A sestina for free culture by William Carleton, who writes that "the form itself, where the same six words are repeated in each stanza, lends itself to the subject of copying and transformative use."

The song had to be remixed.

Something to do with the way that soundboards

Differ today than when the first copy

Was captured back in the 1960s.

An engineer our executives trust

Always says, "grab it in the studio

The first time – the studio

Sessions are trouble enough to remix."

He'll understand the conundrum, I trust.

We weren't the ones who fucked with the soundboards.

Hippies, not from the 1960s,

Find their millennial ways to copy

As quick as chips can copy

Bits to build to bytes in a studio.

Oh, so remote seem the 1960s.

Every auteur since waits to be remixed,

Remastered and re-released. You sound bored

By the bookkeeping but money's in trust

Because of it. Antitrust

Might have rescued these pirates who copy,

Covered them safely like rugs on sound boards.

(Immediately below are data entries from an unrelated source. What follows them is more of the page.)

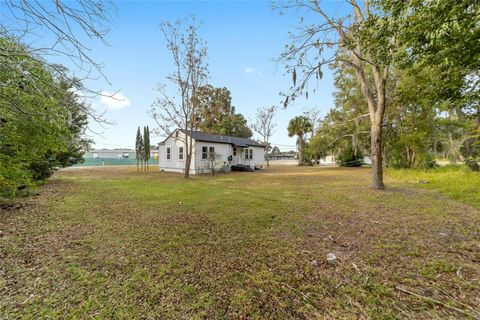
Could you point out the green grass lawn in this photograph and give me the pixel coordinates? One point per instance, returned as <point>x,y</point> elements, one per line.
<point>457,182</point>
<point>111,243</point>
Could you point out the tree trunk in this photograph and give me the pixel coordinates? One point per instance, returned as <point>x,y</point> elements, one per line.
<point>300,150</point>
<point>266,157</point>
<point>188,150</point>
<point>376,154</point>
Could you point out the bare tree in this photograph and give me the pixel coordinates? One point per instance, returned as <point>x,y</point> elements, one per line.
<point>189,54</point>
<point>264,126</point>
<point>353,40</point>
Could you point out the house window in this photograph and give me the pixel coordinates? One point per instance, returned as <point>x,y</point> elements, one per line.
<point>180,153</point>
<point>248,153</point>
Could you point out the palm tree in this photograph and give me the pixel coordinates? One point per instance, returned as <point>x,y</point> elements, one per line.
<point>299,126</point>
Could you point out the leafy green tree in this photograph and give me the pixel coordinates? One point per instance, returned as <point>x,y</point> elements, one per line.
<point>363,40</point>
<point>264,126</point>
<point>299,126</point>
<point>41,124</point>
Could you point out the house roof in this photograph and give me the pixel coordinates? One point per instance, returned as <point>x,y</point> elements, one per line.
<point>218,138</point>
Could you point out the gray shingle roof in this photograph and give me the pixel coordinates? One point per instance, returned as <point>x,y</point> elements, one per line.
<point>218,138</point>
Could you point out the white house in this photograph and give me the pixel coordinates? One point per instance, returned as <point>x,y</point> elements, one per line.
<point>209,151</point>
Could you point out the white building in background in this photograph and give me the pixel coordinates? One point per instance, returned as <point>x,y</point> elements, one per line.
<point>210,152</point>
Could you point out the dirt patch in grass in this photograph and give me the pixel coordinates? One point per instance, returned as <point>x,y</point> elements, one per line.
<point>116,243</point>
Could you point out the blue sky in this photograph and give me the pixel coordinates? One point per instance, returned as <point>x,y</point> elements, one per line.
<point>243,38</point>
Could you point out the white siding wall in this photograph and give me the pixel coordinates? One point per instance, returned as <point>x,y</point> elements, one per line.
<point>199,165</point>
<point>258,157</point>
<point>329,160</point>
<point>222,152</point>
<point>174,164</point>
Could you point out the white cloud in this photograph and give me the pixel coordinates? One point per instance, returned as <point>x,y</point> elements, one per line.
<point>250,70</point>
<point>114,101</point>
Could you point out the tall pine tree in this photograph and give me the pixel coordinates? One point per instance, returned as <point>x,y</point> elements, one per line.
<point>146,151</point>
<point>138,147</point>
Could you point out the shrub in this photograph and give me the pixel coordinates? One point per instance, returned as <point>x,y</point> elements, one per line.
<point>472,163</point>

Thankfully there's only one studio

Left, laws of all nations have been remixed,

And sold are the anthems of the 1960s.

Forget the 1960s.

Don't we again have musicians we trust?

Hollywood goons nabbed one for her remix,

Served the suit and charged her for her copy.

House foreclosed, she's rented a studio.

We're pulling data now from her soundboards.

Yes, she's messing with soundboards,

Let it be; this ain't the 1960s:

Carry laptop, the world's anyone's studio.

Though government's the lone partner to trust

With the codes for decrypting the copy.

Soon, all will turn. Be ready to remix.

We should license the soundboards, lest we be remixed

And shown the door to the studio. The content's in trust

– From the 1960s. I'll lend you my copy.